Connecticut Lawmakers Urged to Consider Tougher E-Cig Laws

Advocates urged Connecticut lawmakers on Wednesday to impose tougher restrictions on electronic cigarettes and vapor products when they reconvene in January, warning how a growing number of young people are using these electronic delivery systems to "smoke" what could be harmful and addictive substances.

Jennifer DeWitt, executive director of the Central Naugatuck Valley Regional Action Council, told members of the General Assembly's Public Health Committee that every principal in the 12-town region her organization covers "has a desk drawer of these items that were confiscated from teens this year," including some retrofitted to smoke marijuana.

DeWitt said she also has received multiple reports of middle schoolers using the devices or selling them to peers.

"Tobacco is a success story for us in the overall picture of prevention. However, we will take a back-slide if electronic nicotine delivery devices continue to be available in the ways that they are currently," DeWitt said.

She said 7.2 percent of Connecticut high school students are e-cigarette users, marking a higher usage rate than all tobacco products combined.

DeWitt recommended several law changes, including taxing e-cigarettes and vapor products like tobacco products, prohibiting their use and sale to people under 21 years old and restricting efforts to market the products to youth, such as banning flavors. She said cherry and bubble gum are among the current flavors.

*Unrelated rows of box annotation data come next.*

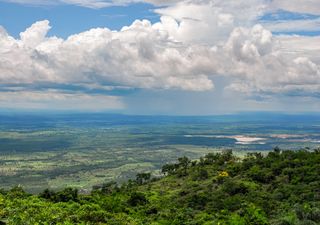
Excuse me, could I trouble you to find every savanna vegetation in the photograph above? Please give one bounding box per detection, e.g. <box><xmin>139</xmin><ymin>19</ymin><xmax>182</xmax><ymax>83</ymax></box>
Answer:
<box><xmin>0</xmin><ymin>148</ymin><xmax>320</xmax><ymax>225</ymax></box>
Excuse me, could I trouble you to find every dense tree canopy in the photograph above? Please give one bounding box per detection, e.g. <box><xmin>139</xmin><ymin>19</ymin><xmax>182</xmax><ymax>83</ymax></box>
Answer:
<box><xmin>0</xmin><ymin>148</ymin><xmax>320</xmax><ymax>225</ymax></box>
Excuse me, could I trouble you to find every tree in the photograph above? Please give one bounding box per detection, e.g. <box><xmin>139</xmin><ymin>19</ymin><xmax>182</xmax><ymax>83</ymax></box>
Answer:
<box><xmin>136</xmin><ymin>173</ymin><xmax>151</xmax><ymax>185</ymax></box>
<box><xmin>178</xmin><ymin>156</ymin><xmax>191</xmax><ymax>176</ymax></box>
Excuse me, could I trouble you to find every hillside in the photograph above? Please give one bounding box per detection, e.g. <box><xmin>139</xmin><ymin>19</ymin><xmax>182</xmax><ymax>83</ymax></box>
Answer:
<box><xmin>0</xmin><ymin>148</ymin><xmax>320</xmax><ymax>225</ymax></box>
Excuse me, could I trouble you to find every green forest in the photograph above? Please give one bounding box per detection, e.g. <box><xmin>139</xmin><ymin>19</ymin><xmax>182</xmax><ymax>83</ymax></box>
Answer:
<box><xmin>0</xmin><ymin>148</ymin><xmax>320</xmax><ymax>225</ymax></box>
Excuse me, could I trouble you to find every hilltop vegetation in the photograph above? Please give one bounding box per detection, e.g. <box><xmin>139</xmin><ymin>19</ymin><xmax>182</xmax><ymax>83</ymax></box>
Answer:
<box><xmin>0</xmin><ymin>148</ymin><xmax>320</xmax><ymax>225</ymax></box>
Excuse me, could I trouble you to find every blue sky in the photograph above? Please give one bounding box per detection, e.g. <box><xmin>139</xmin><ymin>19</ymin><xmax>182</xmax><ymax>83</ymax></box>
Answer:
<box><xmin>0</xmin><ymin>2</ymin><xmax>159</xmax><ymax>38</ymax></box>
<box><xmin>0</xmin><ymin>0</ymin><xmax>320</xmax><ymax>115</ymax></box>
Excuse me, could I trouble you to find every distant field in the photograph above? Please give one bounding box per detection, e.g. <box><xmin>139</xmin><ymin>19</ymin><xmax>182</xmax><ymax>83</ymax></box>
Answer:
<box><xmin>0</xmin><ymin>114</ymin><xmax>320</xmax><ymax>192</ymax></box>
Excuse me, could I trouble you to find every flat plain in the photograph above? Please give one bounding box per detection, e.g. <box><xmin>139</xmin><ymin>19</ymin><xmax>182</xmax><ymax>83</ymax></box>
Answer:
<box><xmin>0</xmin><ymin>114</ymin><xmax>320</xmax><ymax>193</ymax></box>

The General Assembly last year restricted where e-cigarettes and vapor products can be used. That same law also included language requiring the legislative committee to hold a hearing within 30 days after the U.S. Food and Drug Administration determined whether to subject these products to the same restrictions as tobacco cigarettes. The FDA made such a ruling on May 5.

Rep. Matthew Ritter, D-Hartford, the Public Health Committee's co-chairman, said the issue will likely be revisited in the 2017 regular legislative session. He said some of the ideas offered on Wednesday, such as taxation, have been considered in previous years. Ritter said there are some issues with further regulation, including opposition from adults who rely on the devices to wean themselves off tobacco cigarettes. He said it's also questionable whether the state has the legal ability to prevent the flavored products from being sold in Connecticut.

"We have people who research those things, and we'll rely on those opinions to guide us," Ritter said.

Lawmakers also were urged Wednesday to protect funding next year for tobacco control programs, money that instead has been used to help balance the state budget.

"The funding is going to be crucial throughout all of this," said Bryte Johnson, government relations director for the American Cancer Society's Cancer Action Network.